No caso de expedição de carta rogatória para citação do acusado, o prazo prescricional fica suspenso até a sua juntada aos autos, cumprida?

A

O termo final da suspensão do prazo prescricional pela expedição de carta rogatória para citação do acusado no exterior é a data da efetivação da comunicação processual no estrangeiro, ainda que haja demora para a juntada da carta rogatória cumprida aos autos. STJ. 5ª Turma. REsp 1.882.330/SP, Rel. Min. Ribeiro Dantas, julgado em 06/04/2021 (Info 691).

17
Q

Se o juiz, ilegalmente, decreta prisão preventiva de ofício e o MP, pouco após, faz o requerimento de prisão, poder-se-á consider o vício convalidado?

A

Resumo

O que acontece se o juiz decretar a prisão preventiva de ofício (sem requerimento)?

  • Regra: a prisão deverá ser relaxada por se tratar de prisão ilegal.
  • Exceção: se, após a decretação, a autoridade policial ou o Ministério Público requererem a prisão, o vício de ilegalidade que maculava a custódia é suprido (convalidado) e a prisão não será relaxada.

O posterior requerimento da autoridade policial pela segregação cautelar ou manifestação do Ministério Público favorável à prisão preventiva suprem o vício da inobservância da formalidade de prévio requerimento. STJ. 5ª Turma. AgRg RHC 136.708/MS, Rel. Min. Felix Fisher, julgado em 11/03/2021 (Info 691)

Inteiro teor

[…]

O vício decorrente do fato de a prisão ter sido decretada de ofício foi superado pelo posterior requerimento da autoridade policial pela prisão preventiva. Ficou, assim, garantida a higidez do feito, de modo que não se configura nenhuma nulidade passível de correção, tendo sido observado o devido processo legal.

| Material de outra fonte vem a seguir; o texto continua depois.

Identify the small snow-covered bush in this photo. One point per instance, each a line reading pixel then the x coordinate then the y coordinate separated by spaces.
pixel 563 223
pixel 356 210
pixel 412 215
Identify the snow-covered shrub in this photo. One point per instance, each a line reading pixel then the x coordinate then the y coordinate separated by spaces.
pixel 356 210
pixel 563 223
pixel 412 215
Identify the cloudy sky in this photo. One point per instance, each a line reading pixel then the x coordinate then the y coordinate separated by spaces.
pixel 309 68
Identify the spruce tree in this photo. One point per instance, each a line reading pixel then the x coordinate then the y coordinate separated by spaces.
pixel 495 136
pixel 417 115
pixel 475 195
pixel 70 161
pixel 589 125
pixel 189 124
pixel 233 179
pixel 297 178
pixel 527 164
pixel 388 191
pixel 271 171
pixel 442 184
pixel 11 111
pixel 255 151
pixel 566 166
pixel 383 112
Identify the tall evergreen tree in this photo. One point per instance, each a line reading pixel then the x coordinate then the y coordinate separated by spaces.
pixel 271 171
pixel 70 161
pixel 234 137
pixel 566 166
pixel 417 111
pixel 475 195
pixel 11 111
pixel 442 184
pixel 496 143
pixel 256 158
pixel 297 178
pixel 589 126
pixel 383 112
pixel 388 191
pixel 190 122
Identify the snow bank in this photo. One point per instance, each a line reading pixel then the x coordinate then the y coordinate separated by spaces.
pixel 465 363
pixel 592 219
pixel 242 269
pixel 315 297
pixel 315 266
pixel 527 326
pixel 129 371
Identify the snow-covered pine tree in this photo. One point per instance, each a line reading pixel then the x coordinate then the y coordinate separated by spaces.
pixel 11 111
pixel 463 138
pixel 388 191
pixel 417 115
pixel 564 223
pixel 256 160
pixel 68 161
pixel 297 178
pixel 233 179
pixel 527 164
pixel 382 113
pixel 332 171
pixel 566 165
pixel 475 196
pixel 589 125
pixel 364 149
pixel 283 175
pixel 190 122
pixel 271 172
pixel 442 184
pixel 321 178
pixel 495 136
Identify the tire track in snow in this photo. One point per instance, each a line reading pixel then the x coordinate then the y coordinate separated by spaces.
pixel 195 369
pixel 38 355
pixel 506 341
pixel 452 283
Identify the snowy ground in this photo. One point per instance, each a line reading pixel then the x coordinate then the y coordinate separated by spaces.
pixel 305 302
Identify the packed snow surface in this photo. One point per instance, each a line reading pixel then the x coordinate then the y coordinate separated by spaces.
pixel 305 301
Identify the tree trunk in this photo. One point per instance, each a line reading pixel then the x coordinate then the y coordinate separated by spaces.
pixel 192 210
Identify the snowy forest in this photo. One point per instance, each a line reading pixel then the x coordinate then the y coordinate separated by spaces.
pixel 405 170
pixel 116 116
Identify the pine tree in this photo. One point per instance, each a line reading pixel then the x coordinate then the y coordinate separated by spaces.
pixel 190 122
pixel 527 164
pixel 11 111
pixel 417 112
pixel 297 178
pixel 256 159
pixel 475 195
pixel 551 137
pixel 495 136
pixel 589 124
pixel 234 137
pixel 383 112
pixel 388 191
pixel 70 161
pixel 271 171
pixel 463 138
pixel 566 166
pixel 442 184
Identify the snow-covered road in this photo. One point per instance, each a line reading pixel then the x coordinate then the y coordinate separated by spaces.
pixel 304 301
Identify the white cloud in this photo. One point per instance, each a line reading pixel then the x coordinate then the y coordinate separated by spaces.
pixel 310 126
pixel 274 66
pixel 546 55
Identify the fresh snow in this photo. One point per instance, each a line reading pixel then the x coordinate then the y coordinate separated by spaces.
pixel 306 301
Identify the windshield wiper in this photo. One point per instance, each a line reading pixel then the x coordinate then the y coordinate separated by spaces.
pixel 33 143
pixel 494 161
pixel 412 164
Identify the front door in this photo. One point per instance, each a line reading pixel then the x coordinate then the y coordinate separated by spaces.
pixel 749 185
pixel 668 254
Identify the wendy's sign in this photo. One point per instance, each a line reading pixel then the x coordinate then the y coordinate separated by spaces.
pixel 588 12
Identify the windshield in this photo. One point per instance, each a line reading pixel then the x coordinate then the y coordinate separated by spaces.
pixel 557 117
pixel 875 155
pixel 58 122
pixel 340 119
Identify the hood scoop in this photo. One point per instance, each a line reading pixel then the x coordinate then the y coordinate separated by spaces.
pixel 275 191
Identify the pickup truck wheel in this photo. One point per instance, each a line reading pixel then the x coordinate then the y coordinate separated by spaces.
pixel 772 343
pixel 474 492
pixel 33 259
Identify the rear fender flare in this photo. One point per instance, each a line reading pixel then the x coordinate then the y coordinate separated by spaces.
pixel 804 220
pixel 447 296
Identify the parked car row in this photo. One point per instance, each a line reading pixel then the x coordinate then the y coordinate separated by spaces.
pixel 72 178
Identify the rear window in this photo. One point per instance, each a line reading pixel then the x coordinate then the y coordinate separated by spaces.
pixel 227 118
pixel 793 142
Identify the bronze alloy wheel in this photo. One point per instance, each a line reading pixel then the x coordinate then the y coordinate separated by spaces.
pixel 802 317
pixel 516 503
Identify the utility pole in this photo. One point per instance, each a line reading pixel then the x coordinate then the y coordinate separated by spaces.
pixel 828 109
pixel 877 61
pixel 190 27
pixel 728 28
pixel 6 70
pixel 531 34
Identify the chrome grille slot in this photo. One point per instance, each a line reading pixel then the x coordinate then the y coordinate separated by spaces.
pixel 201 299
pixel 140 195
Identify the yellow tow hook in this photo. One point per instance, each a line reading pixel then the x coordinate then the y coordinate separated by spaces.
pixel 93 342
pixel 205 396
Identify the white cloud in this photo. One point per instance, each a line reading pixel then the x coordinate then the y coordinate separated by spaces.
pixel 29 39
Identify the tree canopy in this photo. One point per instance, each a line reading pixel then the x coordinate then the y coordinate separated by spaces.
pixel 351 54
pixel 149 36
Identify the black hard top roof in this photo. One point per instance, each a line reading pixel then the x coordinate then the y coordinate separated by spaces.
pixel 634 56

Vale ressaltar que a eventual concessão da ordem no sentido de revogar a prisão preventiva seria inócua, considerando que tanto a autoridade policial, como o Ministério Público entendem que é caso de prisão preventiva. Assim, haveria novamente o requerimento, sendo, então, mais uma vez decretada a custódia cautelar.

18
Q

A superveniência da sentença condenatória prejudica o pedido de trancamento da ação penal por falta de justa causa feito em habeas corpus?

A

Resumo

Súmula 648-STJ: A superveniência da sentença condenatória prejudica o pedido de trancamento da ação penal por falta de justa causa feito em habeas corpus.

STJ. 3ª Seção. Aprovada em 14/04/2021, DJe 19/04/2021.

Inteiro teor

[…]

Diante desse cenário, o que acontece com o julgamento do habeas corpus? O Tribunal de Justiça irá apreciar o mérito do habeas corpus?

NÃO. A superveniência de sentença condenatória torna prejudicado o pedido feito no habeas corpus se buscava o trancamento da ação penal sob a alegação de falta de justa causa.

A sentença condenatória analisa a existência de justa causa de forma mais aprofundada, após a instrução penal com contraditório e ampla defesa. Logo, não faz mais sentido o Tribunal examinar a decisão de rejeição da absolvição sumária se já há uma nova decisão mais aprofundada. Será essa nova manifestação (sentença) que precisará ser analisada.

Logo, o réu terá que interpor apelação contra a sentença condenatória, recurso de cognição ampla por meio do qual toda a matéria será devolvida ao Tribunal, que terá a possibilidade de examinar se a condenação foi acertada, ou não.

E se a sentença tivesse sido absolutória? Se o juiz tivesse absolvido João, o HC também ficaria prejudicado?

SIM. Com maior razão, o habeas corpus estaria prejudicado, mas agora por outro motivo: falta de interesse processual já que a providência buscada pela defesa foi alcançada em 1ª instância.

[…]

Essa foi a explicação da súmula. Vejamos agora três situações correlatadas envolvendo habeas corpus.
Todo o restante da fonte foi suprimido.